Good thing I had something prepared in advance. Yes the day before I had printed out a template for a paper pyramid I had found online and used it to cut out a sturdy piece of recycled cardboard. I then took painful care to cut that out and proceeded to use a ruler to guide my bends in all the needed places.
All that was left then was to secure my pyramid in place with duct tape and clean up my giant mess. This preassembled beauty would have to wait overnight for eager hands to decorate it.
The following day after my semi – successful verbal history lesson I gave each of my girls their own paper templates. I also placed my own pre assembled paper pyramid out on the table for them to study. At this point I hadn’t even pulled out the preassembled cardboard pyramid because I first I wanted to give them an opportunity to develop their critical thinking skills.

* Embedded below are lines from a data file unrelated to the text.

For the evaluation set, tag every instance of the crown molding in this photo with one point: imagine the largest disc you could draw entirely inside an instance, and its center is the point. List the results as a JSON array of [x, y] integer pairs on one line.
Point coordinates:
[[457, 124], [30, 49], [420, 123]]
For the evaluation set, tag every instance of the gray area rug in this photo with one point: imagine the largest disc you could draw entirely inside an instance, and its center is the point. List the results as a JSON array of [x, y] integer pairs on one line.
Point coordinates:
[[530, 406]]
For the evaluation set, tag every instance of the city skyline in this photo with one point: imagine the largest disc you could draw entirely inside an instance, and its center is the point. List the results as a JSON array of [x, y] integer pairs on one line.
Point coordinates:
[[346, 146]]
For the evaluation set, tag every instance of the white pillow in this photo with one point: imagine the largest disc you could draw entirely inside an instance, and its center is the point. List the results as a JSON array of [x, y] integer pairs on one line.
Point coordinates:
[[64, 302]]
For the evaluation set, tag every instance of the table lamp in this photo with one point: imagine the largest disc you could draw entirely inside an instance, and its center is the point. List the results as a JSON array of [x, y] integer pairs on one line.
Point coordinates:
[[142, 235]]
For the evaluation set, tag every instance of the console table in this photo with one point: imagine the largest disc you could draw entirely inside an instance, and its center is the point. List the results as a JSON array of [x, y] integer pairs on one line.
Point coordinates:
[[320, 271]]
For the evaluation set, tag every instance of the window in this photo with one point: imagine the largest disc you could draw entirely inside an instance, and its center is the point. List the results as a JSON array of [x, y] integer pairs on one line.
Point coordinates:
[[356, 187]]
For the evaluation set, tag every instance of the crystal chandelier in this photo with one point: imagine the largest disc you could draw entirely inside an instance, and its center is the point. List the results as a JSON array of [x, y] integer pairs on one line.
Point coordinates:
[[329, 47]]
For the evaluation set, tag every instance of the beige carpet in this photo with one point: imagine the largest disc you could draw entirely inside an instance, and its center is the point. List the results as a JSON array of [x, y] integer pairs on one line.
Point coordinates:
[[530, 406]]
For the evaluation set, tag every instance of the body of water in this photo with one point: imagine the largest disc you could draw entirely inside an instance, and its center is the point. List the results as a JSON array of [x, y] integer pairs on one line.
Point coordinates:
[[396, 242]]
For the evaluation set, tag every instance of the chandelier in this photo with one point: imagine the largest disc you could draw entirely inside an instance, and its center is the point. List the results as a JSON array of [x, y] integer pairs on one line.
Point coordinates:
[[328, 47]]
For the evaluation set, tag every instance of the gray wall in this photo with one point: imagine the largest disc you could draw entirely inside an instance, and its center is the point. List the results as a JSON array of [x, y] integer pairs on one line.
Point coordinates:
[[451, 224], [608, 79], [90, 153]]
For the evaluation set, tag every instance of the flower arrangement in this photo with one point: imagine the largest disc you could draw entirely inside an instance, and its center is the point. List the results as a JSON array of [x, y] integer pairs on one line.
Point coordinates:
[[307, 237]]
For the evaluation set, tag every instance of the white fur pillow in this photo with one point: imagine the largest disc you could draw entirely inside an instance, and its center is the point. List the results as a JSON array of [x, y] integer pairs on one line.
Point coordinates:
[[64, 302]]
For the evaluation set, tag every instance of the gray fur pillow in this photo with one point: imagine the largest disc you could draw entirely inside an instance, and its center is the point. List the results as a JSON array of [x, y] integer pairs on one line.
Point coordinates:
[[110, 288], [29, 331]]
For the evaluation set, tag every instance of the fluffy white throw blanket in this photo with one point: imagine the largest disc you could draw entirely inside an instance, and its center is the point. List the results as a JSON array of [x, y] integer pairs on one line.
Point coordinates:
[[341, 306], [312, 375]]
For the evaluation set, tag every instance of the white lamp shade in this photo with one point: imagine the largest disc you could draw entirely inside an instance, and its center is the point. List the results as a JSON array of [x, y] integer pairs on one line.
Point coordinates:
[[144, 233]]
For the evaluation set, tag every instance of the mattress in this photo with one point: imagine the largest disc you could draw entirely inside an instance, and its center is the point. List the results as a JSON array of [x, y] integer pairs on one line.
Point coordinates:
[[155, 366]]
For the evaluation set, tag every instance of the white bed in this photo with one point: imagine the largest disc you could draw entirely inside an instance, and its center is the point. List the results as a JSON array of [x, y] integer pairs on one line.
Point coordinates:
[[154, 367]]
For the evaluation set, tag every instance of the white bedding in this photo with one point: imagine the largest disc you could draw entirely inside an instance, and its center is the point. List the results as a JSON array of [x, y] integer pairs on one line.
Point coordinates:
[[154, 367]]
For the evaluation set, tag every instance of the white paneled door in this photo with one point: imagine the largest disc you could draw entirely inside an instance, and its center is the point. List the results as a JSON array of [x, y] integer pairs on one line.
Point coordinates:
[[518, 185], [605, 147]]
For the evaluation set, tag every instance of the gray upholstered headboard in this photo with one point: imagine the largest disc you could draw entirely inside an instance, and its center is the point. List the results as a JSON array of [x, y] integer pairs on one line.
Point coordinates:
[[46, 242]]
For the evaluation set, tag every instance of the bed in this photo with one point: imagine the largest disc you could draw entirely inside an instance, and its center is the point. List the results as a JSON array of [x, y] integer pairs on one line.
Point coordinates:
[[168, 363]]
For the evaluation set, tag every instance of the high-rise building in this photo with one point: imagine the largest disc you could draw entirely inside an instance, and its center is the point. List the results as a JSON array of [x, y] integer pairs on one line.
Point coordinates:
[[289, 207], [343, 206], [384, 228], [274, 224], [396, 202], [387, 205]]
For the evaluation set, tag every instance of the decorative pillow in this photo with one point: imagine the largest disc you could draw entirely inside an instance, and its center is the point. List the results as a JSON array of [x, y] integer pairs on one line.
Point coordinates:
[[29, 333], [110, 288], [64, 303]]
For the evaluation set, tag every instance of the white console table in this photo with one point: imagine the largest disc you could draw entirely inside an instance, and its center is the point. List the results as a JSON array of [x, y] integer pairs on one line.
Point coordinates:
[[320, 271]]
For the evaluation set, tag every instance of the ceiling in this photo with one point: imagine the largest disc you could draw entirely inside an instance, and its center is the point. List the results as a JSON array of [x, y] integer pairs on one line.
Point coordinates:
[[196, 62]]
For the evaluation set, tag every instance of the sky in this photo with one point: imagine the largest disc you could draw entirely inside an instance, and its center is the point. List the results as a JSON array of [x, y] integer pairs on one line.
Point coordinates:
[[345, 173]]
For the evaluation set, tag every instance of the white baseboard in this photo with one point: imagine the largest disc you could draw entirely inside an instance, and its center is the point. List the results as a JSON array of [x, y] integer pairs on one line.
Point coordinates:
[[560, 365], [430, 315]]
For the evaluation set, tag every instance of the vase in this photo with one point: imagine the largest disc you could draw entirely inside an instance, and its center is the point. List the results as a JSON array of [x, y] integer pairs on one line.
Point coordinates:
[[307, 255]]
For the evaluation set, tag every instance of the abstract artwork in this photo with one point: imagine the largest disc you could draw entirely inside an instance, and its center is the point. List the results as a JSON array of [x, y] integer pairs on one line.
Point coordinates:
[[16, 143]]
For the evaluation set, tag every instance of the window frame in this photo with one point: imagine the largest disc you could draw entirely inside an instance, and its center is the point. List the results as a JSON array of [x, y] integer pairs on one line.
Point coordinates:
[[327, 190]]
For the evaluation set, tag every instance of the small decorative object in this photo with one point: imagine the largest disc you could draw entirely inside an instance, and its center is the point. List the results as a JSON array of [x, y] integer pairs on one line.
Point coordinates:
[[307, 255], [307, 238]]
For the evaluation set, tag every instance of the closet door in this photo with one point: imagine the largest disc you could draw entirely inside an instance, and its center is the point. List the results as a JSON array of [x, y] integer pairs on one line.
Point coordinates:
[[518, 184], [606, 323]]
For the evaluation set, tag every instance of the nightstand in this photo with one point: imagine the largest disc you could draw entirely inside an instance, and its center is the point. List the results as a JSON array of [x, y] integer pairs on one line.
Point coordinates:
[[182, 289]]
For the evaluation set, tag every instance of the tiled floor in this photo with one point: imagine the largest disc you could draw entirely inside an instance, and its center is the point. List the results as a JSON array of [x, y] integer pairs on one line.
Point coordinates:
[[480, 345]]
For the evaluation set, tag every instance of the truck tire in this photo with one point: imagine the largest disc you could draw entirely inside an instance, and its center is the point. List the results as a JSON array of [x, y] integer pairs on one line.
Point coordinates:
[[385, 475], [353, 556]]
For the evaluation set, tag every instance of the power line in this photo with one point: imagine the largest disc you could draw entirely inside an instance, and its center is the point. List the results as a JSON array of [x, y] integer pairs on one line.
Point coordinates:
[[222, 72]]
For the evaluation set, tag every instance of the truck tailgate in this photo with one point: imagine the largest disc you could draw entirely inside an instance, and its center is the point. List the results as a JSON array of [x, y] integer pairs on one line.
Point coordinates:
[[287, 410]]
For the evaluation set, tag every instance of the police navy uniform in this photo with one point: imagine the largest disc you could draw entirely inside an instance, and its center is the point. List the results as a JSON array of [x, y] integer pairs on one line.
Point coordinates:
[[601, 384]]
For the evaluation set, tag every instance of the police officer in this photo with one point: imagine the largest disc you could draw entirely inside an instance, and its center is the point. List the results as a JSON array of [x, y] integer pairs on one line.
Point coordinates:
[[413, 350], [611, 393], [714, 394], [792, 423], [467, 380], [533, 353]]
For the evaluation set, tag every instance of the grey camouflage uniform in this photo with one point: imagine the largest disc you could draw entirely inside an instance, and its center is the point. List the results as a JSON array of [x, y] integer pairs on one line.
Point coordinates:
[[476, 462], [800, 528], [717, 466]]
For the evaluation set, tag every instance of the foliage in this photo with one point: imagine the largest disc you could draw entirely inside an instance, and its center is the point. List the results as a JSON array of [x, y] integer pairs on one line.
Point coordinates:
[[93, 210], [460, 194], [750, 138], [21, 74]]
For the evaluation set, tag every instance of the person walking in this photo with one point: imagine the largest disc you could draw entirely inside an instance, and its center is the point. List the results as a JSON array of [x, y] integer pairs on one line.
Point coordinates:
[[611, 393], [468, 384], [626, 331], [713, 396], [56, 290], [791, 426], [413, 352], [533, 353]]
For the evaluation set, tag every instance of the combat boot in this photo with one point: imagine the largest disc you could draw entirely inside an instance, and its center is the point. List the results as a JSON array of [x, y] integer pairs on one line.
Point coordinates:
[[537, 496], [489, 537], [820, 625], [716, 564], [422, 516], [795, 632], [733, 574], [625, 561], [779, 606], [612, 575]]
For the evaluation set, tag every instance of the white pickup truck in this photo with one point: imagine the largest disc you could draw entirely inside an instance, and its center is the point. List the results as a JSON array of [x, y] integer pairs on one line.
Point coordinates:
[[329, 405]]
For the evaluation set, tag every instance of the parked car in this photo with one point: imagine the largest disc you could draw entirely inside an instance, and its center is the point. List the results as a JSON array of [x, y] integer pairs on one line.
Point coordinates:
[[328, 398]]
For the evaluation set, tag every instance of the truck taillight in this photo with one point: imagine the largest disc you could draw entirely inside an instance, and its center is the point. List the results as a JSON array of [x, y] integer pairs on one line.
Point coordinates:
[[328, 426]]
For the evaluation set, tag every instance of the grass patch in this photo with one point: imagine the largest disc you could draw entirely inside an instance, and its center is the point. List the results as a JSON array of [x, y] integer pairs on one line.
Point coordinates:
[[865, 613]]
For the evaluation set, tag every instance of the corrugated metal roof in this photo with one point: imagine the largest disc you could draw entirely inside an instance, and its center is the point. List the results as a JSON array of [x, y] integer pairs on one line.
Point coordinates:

My husband and I are firm believers in molding these skills. Rather than tell them how to do it, I simply said, “There is a way to cut, fold, and tape this together into a pyramid like Mommy’s. Try and put yours together by yourself.” My seven year old figured it out single handedly in minutes. My five year old got very far by herself as well, but needed a little guidance in understanding the flaps along the sides of each triangular wall.
They finished and we put all three paper pyramids side by side and relished in our success!
Now came the fun part. I whipped out the preassembled cardboard pyramid and explained to the girls that if it were a real pyramid it would be out in the desert and covered in sand. They knew what to do and were already getting their hands dirty before I had finished speaking. By the way this is and OUTDOOR project for those of you who may want to try it. I gave each of the girls, even my two year old who quite enjoyed herself, a sponge brush and a cup of glue and instructed them to cover the pyramid all over. They did so in a blink. The next step needed no instruction, they got good and dirty dousing the now sticky pyramid all over with sand. Far more sand than needed at that. I was so glad that we just happened to go to the beach over the weekend so that I could collect some. Of course I could have just as easily taken it out of their sandbox as well.
That was that. The pyramid was very realistic looking just small. I made a point to ask the girls how big we would be standing next to our sandy pyramid and they agreed that we would be as tiny as ants. Great! They get it. In fact my five year old insists that we go to Egypt and see the real ones. What could I say? Maybe someday . . .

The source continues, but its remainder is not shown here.